I have been reading this paper titled Clone Detection using Abstract Syntax Trees by Ira D. Baxter et al. There is a paragraph from the paper that I reproduced below:

In principle, finding sub-tree clones is easy: compare every subtree to every other sub-tree for equality. In practice, several problems arise: near-miss clone detection, sub-clones and scale. ...
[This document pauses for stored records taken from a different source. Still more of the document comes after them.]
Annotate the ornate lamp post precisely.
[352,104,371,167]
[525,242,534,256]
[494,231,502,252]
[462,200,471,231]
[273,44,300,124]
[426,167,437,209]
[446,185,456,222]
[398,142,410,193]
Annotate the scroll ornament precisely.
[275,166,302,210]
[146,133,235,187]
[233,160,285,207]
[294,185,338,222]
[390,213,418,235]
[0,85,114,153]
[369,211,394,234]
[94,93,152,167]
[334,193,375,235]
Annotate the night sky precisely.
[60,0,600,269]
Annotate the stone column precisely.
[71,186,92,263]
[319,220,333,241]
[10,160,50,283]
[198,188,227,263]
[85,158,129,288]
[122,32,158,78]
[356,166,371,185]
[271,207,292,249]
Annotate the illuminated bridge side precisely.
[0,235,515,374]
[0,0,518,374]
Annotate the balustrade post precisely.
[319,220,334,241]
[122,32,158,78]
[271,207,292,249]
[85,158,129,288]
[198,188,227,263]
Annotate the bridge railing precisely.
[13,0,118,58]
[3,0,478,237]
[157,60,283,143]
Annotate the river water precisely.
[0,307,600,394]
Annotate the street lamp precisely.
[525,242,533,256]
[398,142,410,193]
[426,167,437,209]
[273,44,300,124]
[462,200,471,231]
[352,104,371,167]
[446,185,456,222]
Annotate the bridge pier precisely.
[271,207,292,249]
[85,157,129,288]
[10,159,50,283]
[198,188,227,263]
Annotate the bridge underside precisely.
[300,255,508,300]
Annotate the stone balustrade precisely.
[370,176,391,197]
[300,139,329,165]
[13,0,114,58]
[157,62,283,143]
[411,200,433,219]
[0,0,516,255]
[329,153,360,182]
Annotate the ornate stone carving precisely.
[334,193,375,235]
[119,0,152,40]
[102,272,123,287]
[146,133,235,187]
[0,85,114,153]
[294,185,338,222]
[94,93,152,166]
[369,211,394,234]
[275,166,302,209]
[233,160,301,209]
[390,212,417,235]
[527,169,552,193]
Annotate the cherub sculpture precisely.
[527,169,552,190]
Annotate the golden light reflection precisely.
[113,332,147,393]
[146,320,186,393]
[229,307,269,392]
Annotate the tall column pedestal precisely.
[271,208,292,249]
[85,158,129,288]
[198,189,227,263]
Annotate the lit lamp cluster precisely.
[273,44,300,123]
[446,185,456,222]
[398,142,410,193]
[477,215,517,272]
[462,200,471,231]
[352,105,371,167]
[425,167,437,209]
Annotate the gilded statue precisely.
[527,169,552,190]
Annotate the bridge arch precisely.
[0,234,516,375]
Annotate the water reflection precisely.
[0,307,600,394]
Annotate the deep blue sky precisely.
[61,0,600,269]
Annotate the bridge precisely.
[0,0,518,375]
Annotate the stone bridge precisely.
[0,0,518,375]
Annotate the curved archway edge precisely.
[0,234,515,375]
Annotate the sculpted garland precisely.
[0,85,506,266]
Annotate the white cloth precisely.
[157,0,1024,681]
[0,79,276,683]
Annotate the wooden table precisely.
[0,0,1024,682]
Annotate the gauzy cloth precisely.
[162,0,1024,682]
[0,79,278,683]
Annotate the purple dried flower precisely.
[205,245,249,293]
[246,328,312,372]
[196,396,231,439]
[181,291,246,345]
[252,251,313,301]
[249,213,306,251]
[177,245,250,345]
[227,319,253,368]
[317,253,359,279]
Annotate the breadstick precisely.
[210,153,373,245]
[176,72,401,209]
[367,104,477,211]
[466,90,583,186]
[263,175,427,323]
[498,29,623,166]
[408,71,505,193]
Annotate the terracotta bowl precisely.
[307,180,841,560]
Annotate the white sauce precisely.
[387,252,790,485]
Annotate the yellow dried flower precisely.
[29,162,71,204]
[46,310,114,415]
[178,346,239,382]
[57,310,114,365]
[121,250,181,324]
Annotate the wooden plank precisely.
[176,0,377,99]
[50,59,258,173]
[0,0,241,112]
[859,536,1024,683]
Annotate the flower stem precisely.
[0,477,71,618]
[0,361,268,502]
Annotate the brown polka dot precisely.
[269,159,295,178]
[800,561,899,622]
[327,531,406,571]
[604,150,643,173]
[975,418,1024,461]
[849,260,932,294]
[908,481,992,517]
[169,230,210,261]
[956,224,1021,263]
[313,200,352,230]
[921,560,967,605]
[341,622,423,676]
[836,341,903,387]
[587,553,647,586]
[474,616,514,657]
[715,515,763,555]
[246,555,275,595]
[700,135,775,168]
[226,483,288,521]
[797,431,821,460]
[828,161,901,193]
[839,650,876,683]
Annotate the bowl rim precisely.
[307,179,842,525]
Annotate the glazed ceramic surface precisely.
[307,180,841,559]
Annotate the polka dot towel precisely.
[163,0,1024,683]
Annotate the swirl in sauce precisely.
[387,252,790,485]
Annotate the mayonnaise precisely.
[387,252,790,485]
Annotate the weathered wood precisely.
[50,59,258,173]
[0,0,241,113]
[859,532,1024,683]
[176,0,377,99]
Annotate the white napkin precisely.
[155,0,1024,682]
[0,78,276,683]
When locating near-miss clones, hashing on complete subtrees fails precisely because good hashing functions include all elements of the tree, and thus sorts tress with minor differences into different buckets. We solved this problem by choosing an artificially bad hash function. This function must be characterized in such a way that the main properties one wants to find on near-miss clones are preserved. Near miss clones are usually created by copy and paste procedures followed by small modifications. These modifications usually generate small changes to the shape of the tree associated with the copied piece of code. Therefore, we argue that this kind of near-miss clone often have only some different small sub-trees. Based on this observation, a hash function that ignores small sub-trees is a goodchoice. In the experiment presented here, we used a hash function that ignores only the identifier names (leaves in the tree). Thus our hashing function puts trees which are similar modulo identifiers into the same hash bins for comparison.

I am trying to implement the techniques discussed in this paper but am stuck in trying to understand this one paragraph (that is unfortunately at the beginning of the paper). I understand what the paragraph is saying but the authors do not mention what hash function to choose or how to actually hash the ASTs. Can someone please explain this with a simple example from an implementation standpoint?

Answer 1

Shades that the author himself should answer. Isn't StackOverflow great :-?

The point of hash functions is that which one you choose doesn't matter, as long as it distributes input values evenly across a large number of buckets. You need a hash function that can be applied to the entire tree; the usual technique for such is to serialize the tree in any way possible (say, by an in-order tree visit) and then apply the hash function to the stream of values (tree nodes) this produces. (This idea is from the compiler literature on detecting common subexpressions, which was the inspiration for the original CloneDR). If this isn't clear, you need to spend more energy understanding how hash functions are applied to complex data structures. Wikipedia on hashing is a good place to start; if that's not enough, you need to find a book on algorithms and study up.

What you feed to the hash function is up to you. The point I made in the paper is that you can compute hash functions that ignore the identifier leaves of an AST, which will cause trees having the same identical structure but different identifiers to hash to the same bucket. Thus, trees which are similar modulo identifiers are easily matched, beause they occur in the same hash bucket.

Of course, there's a lot more to the whole clone detection algorithm that just matching trees modulo identifiers. You need to worry about matching parameterized sequences (which is sort of the big point in the paper), reporting the results, and of course you need a high-quality language parser for whatever language you care to apply this to.

You can see results of the CloneDR for a number of different languages.

Answer 2

If you know that two ASTs are "clones" to your human eye you want to make sure they have the same hash value also.

For example, hash every identifier to a constant and every string to another constant to avoid getting tricked by variable renaming, instead of actually using identifier name as material part of hashing.

Or use commutative hashing for expression that are commutative, I.e. make sure a+b and b+a get the same hash value.

Example for arithmetic expressions involving variables, integers, operators and parenthesis:

 hash VariableName = 0x12345678
 hash IntegerConstant = 0xff77ff77
 hash x + y = (hash x) + (hash y)
 hash (x) = (hash x) <<< 13
 hash x * y = (hash x) xor (hash y)

Etc.